The state can later be restored by typing

. set rngstate `state'

The state string specifies an entry point into the sequence produced by the pseudorandom-number generator. Let us explain.

The best way to use a pseudorandom-number generator would be to choose a seed once, draw random numbers until you use up the generator, and then get a new generator and choose a new key. Pseudorandom-number generators have a period, after which they repeat the original sequence. That is what we mean by using up a generator. The period of the 64-bit Mersenne Twister, the default pseudorandom-number generator in Stata, is 2^19937 - 1. This is roughly 10^6000. It is difficult to imagine that you could ever use up this generator.

The string reported by c(rngstate) is an encoded form of the information necessary for Stata to reestablish exactly where it is located in the pseudorandom-number generator's sequence.

We are not seriously suggesting you choose only one seed over your entire lifetime, but let's look at how you might do that. Sometime after birth, when you needed your first random number, you would set your seed,

. set seed 1073741823

On that day, you would draw, say, 10,000 pseudorandom numbers, perhaps to impute some missing values. Being done for the day, you can save the state, and then later restore it.

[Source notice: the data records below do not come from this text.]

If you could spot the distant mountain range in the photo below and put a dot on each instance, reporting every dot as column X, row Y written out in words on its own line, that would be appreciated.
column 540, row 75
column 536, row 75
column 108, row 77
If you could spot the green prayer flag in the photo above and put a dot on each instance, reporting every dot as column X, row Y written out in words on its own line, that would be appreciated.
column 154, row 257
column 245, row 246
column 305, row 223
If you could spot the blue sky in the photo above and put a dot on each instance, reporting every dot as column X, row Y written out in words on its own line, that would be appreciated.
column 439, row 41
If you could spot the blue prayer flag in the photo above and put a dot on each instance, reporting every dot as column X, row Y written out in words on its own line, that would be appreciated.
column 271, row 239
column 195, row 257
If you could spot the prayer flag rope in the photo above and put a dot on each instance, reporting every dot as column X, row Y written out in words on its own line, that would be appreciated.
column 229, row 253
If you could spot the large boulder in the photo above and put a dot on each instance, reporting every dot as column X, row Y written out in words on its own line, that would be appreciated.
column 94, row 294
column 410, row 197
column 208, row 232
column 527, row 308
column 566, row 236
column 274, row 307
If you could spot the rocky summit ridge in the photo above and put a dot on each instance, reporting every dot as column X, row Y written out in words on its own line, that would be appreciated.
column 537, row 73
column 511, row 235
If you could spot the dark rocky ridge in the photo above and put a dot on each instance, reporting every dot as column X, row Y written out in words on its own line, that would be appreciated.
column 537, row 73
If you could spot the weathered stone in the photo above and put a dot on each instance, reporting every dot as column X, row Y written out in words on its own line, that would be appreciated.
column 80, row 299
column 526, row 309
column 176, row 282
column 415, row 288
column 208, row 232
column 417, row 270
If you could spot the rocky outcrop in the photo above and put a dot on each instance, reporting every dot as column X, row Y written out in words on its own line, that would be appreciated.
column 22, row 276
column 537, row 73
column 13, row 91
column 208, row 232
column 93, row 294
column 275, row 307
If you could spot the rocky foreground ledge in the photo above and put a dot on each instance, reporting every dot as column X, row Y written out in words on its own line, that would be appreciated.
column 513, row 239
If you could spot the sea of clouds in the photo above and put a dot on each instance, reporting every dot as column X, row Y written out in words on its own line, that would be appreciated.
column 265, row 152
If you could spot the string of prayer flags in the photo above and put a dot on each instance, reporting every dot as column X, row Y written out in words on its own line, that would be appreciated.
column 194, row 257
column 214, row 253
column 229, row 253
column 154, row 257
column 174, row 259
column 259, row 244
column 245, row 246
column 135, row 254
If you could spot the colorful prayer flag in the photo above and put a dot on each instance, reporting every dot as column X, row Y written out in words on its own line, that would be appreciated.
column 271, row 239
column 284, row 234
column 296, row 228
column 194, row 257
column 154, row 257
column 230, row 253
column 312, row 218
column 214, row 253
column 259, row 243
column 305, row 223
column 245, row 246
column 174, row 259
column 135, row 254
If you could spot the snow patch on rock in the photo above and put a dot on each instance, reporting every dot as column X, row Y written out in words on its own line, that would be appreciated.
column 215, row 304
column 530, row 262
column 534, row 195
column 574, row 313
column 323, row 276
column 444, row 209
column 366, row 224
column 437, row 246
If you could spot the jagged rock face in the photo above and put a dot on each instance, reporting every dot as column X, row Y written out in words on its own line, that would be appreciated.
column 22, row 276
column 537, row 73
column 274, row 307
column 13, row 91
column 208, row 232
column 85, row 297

When you type set rngstate followed by a saved state string, Stata reestablishes the previous state. Thus the next time you draw a pseudorandom number, Stata will produce the 10,001st result after setting seed 1073741823. Let's assume that you draw 100,000 numbers this day. Done for the day, you save the state string.

On the third day, after setting the state to the saved state string above, you will be in a position to draw the 110,001st pseudorandom number.

In this way, you would eat your way through the 2^19937 - 1 random numbers, but you would be unlikely ever to make it to the end.

We do not expect you to set the seed just once in your life, but using the state string makes it easy to set the seed just once for a problem.

When we do simulations at StataCorp, we record c(rngstate) for each replication. Just like everybody else, we record results from replications as observations in datasets; we just happen to have an extra variable in the dataset, namely, a string variable named state. That string is filled in observation by observation from the then-current values of c(rngstate), which is a function and so can be used in any context that a function can be used in Stata.

Anytime we want to reproduce a particular replication, we thus have the information we need to reset the pseudorandom-number generator, and having it in the dataset is convenient because we had to go there anyway to determine which replication we wanted to reproduce. If we want to add more replications later, we have a state string that we can use to continue from where we left off.

Reference

Matsumoto, M., and T. Nishimura. 1998. Mersenne Twister: A 623-dimensionally equidistributed uniform pseudo-random number generator. ACM Transactions on Modeling and Computer Simulation 8: 3-30.